I am no fan of Ricky Gervais but perhaps he put it best when he said that everyone has a right to believe what they want to and everyone else has the right to find it ridiculous.
That is the fundamental principle of free speech and it should apply in all British institutions – especially schools. Otherwise the madness will spread, good teachers will look for other careers and ultimately it is the children who will suffer.
Reading about the Kill the Bill protests in Bristol last Friday, I could not hep thinking that the protesters were pretty stupid. If there is one thing guaranteed to banish any iota of sympathy the British public might have for their alleged cause, it is violence against defenceless animals. Throwing fireworks at horses is pretty horrible and probably a real measure of the kind of idiots they are. For all that, I have not read of any politician – even the Labour firebrands – coming out to condemn them and even the PETA mob and other animal rights groups are ominously silent.
Does everyone in this soggy little island like living in fear of giving offence I wonder?
Although my natural cynicism, engendered by many years of police work has undoubtedly increased over the past year of lockdown, I encountered a glimmer of hope this week.

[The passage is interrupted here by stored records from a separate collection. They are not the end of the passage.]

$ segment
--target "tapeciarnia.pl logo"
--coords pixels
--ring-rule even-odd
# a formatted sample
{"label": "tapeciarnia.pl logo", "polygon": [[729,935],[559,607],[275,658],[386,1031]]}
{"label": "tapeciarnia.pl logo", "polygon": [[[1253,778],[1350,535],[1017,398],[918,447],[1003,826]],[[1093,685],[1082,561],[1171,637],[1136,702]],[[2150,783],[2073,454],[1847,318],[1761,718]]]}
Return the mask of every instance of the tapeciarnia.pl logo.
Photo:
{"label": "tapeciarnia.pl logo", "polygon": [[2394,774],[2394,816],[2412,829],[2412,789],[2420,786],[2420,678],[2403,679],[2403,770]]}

I was talking (quite legally I assure you) to a young Mother who is married to a very adventurous man who among other things is a mountaineer. They have two children, aged if I remember correctly five and seven. Amy proudly showed me a video clip taken when her husband was sorting out his climbing ropes. He had hung them from a large tree in their garden and the children were taking turns in climbing up, fitting themselves into the safety harness and launching themselves into space.

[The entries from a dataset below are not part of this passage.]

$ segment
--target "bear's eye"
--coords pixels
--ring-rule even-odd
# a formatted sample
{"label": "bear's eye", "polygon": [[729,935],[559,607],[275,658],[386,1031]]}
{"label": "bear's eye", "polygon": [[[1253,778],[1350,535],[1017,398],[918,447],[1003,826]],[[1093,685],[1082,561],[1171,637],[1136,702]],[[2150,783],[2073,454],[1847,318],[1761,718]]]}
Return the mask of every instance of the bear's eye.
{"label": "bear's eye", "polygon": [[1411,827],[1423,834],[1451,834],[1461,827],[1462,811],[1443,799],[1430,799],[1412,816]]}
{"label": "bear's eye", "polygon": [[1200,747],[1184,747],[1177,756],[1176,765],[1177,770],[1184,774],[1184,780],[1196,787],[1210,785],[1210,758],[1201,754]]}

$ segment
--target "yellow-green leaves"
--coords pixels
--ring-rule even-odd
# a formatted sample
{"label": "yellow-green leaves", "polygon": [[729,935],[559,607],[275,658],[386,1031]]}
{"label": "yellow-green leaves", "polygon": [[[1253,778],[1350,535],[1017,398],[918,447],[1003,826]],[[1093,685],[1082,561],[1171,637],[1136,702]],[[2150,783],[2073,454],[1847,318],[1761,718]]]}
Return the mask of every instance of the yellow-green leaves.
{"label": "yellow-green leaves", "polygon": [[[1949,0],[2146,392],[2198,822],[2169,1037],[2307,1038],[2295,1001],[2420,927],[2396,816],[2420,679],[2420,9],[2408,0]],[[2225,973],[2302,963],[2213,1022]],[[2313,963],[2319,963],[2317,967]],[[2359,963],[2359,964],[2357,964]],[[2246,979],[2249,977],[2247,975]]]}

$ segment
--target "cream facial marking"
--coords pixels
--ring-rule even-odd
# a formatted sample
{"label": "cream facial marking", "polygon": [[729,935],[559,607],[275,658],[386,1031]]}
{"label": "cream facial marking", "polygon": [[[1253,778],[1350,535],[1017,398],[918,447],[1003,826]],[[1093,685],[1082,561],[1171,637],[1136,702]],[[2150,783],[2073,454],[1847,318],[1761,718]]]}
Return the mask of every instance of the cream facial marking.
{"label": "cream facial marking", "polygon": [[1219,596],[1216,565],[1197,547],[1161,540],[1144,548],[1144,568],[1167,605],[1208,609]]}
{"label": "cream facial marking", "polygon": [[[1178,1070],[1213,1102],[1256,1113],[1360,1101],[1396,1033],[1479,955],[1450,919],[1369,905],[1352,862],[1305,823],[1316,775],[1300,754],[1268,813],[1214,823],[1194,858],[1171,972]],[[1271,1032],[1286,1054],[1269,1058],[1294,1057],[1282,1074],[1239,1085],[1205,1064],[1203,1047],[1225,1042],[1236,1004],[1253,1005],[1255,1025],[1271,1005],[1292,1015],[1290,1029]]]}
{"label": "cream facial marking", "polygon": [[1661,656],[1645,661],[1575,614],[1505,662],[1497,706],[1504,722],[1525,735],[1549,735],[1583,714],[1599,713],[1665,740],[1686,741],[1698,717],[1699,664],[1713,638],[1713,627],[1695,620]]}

What a boost to my spirits that was. I smiled at the squeals of joy from the mites and was almost surprised to see young children actually having fun. Potentially dangerous fun I suppose but fun that can only boost their confidence in life and make them into really good people.
When I was a child, my parents encouraged me to walk alone in the African bush despite the profusion of dangerous wild animals that were around. I learned a lot from my early wanderings and those lessons have kept me alive on many occasions since then.
Nowadays my enlightened parents would probably have been prosecuted for child cruelty and I would have been taken into care. Modern parents have a vicious tightrope to walk when raising their children and for me it was heart-warming to see the evidence of a modern couple who are prepared to encourage a little bit of risk in the cause of actual living.
I know it is a nasty, dangerous world but if we take freedom and fun away from the very young, we are going to make it an ever nastier one in the future.